BLM – What’s the Deal?

For starters, BLM land is public land––however, it sits under a multiple-use mandate, and those uses can include everything from recreation, to grazing, to extraction. “The underlying mission of the BLM is sustaining the future yield of all of these multiple uses,” said ICF Environmental Planner Meghan Henegan. So, how does a BLM land parcel get on the docket for potential leasing?


  1. 1. An open auction is held to lease BLM land for one of the multiple-uses. For example, an auction is held for oil and gas drilling-related leases. Here’s the schedule if you want to keep up with the action.


  2. 2. An analysis of impact by the National Environmental Protection Agency. “It’s sort of the bedrock environmental rulemaking process that all of these land management agencies have to go through,” said Henegan.


  3. 3. Bombs away. While the NEPA Analysis lays out all potential impacts for various forms of development on the land parcel, the BLM does not necessarily have to go with the option of the lowest impact. They just have to go through the analysis. 

Through the above processes, a whopping 1 billion barrels of oil were produced on public lands last year. That’s a thirty percent increase from Obama-era oil production, credited to the Trump Administration’s call for heightened energy independence. Nowadays, if solely U.S. public lands were a country, they would rank fifth in the world on emissions according to the Wilderness Society. In an era where climate change is the most apocalyptic threat to the world as we know it, the idea of increasing oil production so heavily is… frankly a bad one.

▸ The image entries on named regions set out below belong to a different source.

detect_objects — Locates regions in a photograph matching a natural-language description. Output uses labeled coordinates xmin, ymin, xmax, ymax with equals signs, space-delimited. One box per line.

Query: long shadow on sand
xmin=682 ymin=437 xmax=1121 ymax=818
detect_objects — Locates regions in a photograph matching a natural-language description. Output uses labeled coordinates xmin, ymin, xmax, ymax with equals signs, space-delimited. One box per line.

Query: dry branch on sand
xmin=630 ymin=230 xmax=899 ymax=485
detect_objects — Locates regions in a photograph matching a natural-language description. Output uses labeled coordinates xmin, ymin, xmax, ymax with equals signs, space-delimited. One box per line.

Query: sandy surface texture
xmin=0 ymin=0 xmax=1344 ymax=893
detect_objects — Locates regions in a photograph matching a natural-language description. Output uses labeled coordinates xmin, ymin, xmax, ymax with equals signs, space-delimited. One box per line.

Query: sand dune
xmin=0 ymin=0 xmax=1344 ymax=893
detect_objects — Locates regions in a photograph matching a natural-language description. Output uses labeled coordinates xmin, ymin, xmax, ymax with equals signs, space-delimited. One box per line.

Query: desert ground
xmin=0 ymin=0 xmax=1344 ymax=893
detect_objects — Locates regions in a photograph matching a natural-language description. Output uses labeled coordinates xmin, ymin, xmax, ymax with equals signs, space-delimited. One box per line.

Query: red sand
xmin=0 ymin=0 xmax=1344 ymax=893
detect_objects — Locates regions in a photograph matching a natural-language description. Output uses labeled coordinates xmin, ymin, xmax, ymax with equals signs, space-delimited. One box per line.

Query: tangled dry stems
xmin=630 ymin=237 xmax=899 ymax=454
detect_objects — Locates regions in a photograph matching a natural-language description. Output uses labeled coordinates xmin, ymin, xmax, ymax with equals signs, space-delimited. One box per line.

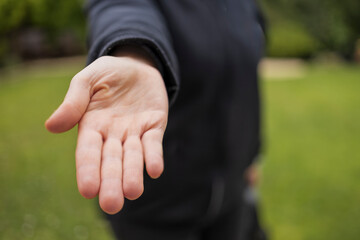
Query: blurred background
xmin=0 ymin=0 xmax=360 ymax=240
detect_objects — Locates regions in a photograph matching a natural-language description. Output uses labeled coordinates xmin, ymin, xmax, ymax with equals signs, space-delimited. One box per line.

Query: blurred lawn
xmin=0 ymin=60 xmax=360 ymax=240
xmin=261 ymin=62 xmax=360 ymax=240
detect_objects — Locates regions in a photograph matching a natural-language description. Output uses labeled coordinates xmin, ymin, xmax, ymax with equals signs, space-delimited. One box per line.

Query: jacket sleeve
xmin=85 ymin=0 xmax=179 ymax=104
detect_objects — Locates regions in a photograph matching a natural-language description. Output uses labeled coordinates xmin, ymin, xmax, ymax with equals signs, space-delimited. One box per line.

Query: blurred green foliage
xmin=0 ymin=0 xmax=360 ymax=62
xmin=0 ymin=0 xmax=85 ymax=65
xmin=262 ymin=0 xmax=360 ymax=58
xmin=0 ymin=0 xmax=84 ymax=34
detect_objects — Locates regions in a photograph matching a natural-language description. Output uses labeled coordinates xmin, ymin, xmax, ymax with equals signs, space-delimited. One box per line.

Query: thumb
xmin=45 ymin=70 xmax=90 ymax=133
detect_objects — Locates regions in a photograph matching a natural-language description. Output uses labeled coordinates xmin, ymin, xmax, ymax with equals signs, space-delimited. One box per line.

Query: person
xmin=46 ymin=0 xmax=264 ymax=240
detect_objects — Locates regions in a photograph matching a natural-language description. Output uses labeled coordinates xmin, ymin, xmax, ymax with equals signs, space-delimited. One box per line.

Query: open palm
xmin=45 ymin=56 xmax=168 ymax=214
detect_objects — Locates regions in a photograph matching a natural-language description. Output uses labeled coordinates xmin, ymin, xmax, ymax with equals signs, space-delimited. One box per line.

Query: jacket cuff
xmin=87 ymin=34 xmax=179 ymax=106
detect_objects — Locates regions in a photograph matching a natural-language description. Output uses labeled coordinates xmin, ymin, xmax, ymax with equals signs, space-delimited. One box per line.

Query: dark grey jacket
xmin=87 ymin=0 xmax=264 ymax=225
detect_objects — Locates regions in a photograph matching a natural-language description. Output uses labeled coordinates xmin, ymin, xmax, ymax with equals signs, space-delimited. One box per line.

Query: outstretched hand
xmin=45 ymin=54 xmax=168 ymax=214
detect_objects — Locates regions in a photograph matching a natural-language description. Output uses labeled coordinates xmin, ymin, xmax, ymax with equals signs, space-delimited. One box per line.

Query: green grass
xmin=261 ymin=62 xmax=360 ymax=240
xmin=0 ymin=58 xmax=360 ymax=240
xmin=0 ymin=58 xmax=111 ymax=240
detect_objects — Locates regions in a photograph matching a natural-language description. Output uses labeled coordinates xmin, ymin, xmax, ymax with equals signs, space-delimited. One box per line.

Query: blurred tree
xmin=0 ymin=0 xmax=85 ymax=62
xmin=264 ymin=0 xmax=360 ymax=58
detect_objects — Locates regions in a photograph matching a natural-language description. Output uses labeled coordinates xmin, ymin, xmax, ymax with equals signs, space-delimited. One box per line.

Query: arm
xmin=46 ymin=0 xmax=177 ymax=214
xmin=86 ymin=0 xmax=179 ymax=103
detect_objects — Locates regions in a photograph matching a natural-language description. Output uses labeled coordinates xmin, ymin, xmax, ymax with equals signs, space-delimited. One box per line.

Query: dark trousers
xmin=105 ymin=186 xmax=266 ymax=240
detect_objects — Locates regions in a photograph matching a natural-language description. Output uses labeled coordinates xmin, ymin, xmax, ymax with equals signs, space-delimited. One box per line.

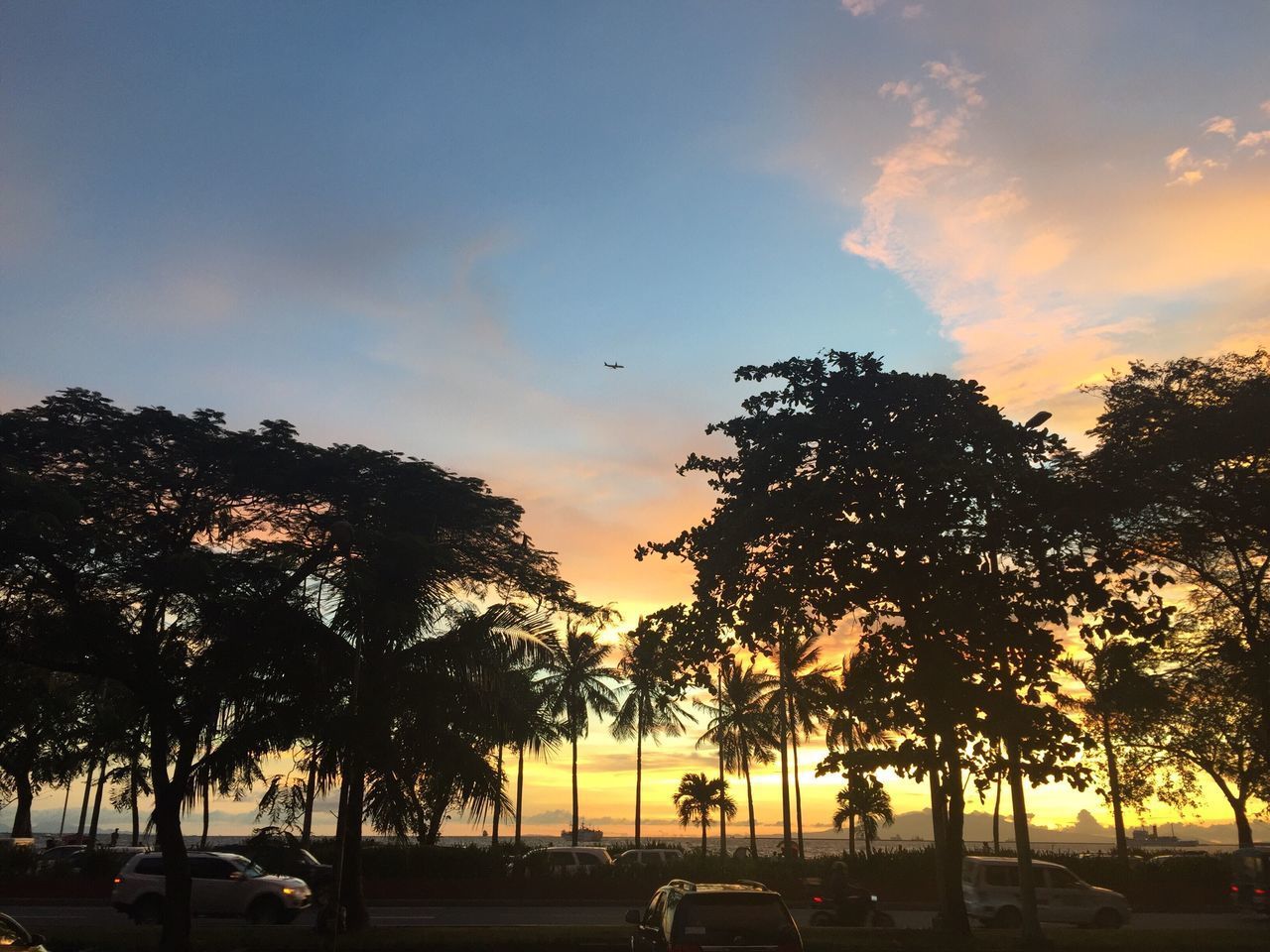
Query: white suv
xmin=961 ymin=856 xmax=1130 ymax=929
xmin=110 ymin=853 xmax=313 ymax=925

Fret-not, though, because a new house bill aims to cut public lands emissions to zero by 2040. This represents one of those top-down approaches that we value so much––think about i––the number five emitter in the world, gone. That’s really rad. However, it would carry a massive impact on one of the multiple-uses of public land, and may be difficult to execute. “We want electric cars on the roads en mass by 2030. Electric cars need lithium. Where do we get it? If we can’t grow it, we have to mine it,” said Henegan, noting the dichotomy of mining for non-renewable gains vs. mining in favor of a renewable future. It’s a sticky situation.

Our public lands are our great escapes––home-away-from-homes, places where we are free to romp about as we please. Our public lands fuel our adventures––pleasant ones, character-building ones, type 1 and type 2 fun-ones. They are critical to our lifestyle as outdoor enthusiasts. So please, help me in retaining my sanity and that of people like you and I by getting more involved with POW to support renewable energy and retain radical experiences.